Assim sendo, qual a versão
correta deste acontecimento trágico? Por que existe divergência nos relatos desses escritores?
Obviamente esta discussão tem se estendido ao longo dos anos e para esclarece-la, muitos estudiosos recorrem a história exegética dos textos, ao testemunhal dos exegetas da antiguidade e aos muitos dicionários que tentam explicar todas as variáveis do verbete “Judas”. Porém, tentaremos aqui elucidar de uma forma sucinta e direta, como os dois relatos, mesmo diferentes, se harmonizam entre si.

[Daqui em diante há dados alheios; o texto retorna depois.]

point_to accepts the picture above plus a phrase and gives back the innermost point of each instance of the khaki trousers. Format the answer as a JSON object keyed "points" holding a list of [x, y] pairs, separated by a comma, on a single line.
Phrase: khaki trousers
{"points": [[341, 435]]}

O primeiro ponto a ser esclarecido é que os evangelhos foram escritos em períodos diferentes, em línguas diferentes e para destinatários diferentes. A obra literária de Mateus, foi baseada em suas lembranças e memórias, já que testemunhou os acontecimentos em loco, participando em primeira pessoa da história. Como escreveu seu evangelho para os judeus, entre os anos 50 e 60 da era cristã, usou o aramaico, uma língua própria de seu povo. Já Lucas, não foi um participante direto do ministério de Cristo, e nem sequer conheceu Jesus. Ele era um médico grego respeitado de seu tempo, e se converteu ao cristianismo através da pregação apostólica, se tornando um dos mais fiés seguidores de Paulo. Didático e erudito, Lucas elaborou dois estudos sobre as origens desta nova “religião”, sendo que no primeiro ele se focou na história do próprio Jesus (Evangelho de Lucas), e no segundo, registrou os primeiros anos da igreja recém estabelecida (Atos dos Apóstolos). Escreveu seus textos por volta do ano 70 dc, utilizando o idioma grego (uma língua falada em praticamente todo o mundo conhecido da época), e entregou seu relato para os gentios.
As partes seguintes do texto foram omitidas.